An hour later she came down the stairs, and her face made me catch my breath with the pity of it. But she came up to me quite steadily, and we both rose.

"Where is Mr. Maitland?" she said quietly, and at that moment he came in.

And from then on her eyes never left his face; as far as she was concerned MacAndrew and I were non-existent.

"Why did you give him that bottle of gin?" she asked, still in the same quiet voice. "Why did you send my husband to me drunk just after he had recovered from a dose of fever?"

I saw MacAndrew's jaw drop, but it was Jim Maitland I was staring at. After one sudden start of pure amazement, he gave no sign; he just stood there quietly, looking at her with grave, thoughtful eyes.

"I trusted you utterly," she went on. "You were good to me on the boat—and I thought you were my friend. And you presumed—you dared to presume—that you might become more than that. You thought, I suppose, that if I saw Raymond drunk I might leave him in disgust—and that you—Oh! how dared you do such a wicked, wicked thing?"

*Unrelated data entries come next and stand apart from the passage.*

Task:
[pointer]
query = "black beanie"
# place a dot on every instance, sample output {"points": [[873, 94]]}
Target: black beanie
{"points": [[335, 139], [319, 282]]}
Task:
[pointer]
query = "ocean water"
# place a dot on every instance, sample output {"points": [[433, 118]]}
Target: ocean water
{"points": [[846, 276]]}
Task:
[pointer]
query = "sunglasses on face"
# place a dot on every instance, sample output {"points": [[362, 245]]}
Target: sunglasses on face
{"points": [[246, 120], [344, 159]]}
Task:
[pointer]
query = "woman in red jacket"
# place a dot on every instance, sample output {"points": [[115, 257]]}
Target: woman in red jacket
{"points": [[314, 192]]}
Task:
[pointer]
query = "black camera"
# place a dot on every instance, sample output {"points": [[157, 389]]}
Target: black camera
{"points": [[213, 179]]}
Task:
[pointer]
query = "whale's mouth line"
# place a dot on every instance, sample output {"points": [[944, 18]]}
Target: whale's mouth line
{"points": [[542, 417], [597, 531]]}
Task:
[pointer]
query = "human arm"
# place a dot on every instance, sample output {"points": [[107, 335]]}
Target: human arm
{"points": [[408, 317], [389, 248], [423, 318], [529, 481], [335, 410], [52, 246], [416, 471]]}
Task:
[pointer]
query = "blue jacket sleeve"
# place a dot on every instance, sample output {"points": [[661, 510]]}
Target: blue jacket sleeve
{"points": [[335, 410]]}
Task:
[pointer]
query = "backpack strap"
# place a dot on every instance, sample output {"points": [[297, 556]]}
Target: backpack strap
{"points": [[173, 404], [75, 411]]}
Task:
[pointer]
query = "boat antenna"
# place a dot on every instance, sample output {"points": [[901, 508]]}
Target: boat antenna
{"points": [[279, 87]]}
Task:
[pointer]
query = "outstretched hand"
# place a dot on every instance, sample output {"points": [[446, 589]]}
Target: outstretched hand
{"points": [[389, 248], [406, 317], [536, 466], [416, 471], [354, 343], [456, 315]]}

I opened my mouth to speak, and Jim Maitland's hand gripped my arm like a steel vice. And I saw that he was looking over her head—upstairs. For just a second I caught a glimpse of Raymond Blair, staring at him beseechingly—his hands locked together in agonised entreaty; then the vision vanished, and once more Jim was looking gravely at the girl with a strangely tender expression in his eyes.

For two or three minutes she continued—speaking with cold, biting scorn—and Jim never answered a word. As I said, she seemed to have forgotten our existence; her world consisted at the moment of the poor derelict upstairs and Jim Maitland—the man who had made him drunk. Once MacAndrew did stick in his oar to affirm that it was his gin, and she brushed the remark aside contemptuously. MacAndrew and I were nothing to her; only Jim Maitland counted.

"Have you anything to say—any excuse to make?" she asked at length, and he shook his head.

"You cur," she whispered very low. "Oh, you cur!" Then without a backward glance she went up to her room like a young queen and we heard the door close. And after a while he turned to us with a little twisted smile on his face.

"It's better so," he said gravely, "much better so."

But MacAndrew was not so easily appeased.. His sense of fair play was outraged, and he said as much to Maitland.

"He's lied—yonder swine," he growled. "He's lied to her after his promise to you. She should be told."

The smile vanished from Jim Maitland's lips, and he stared very straight at the Scotchman.

"The man who tells her," he said quietly, "answers for it to me."

And with that he swung out of the hotel.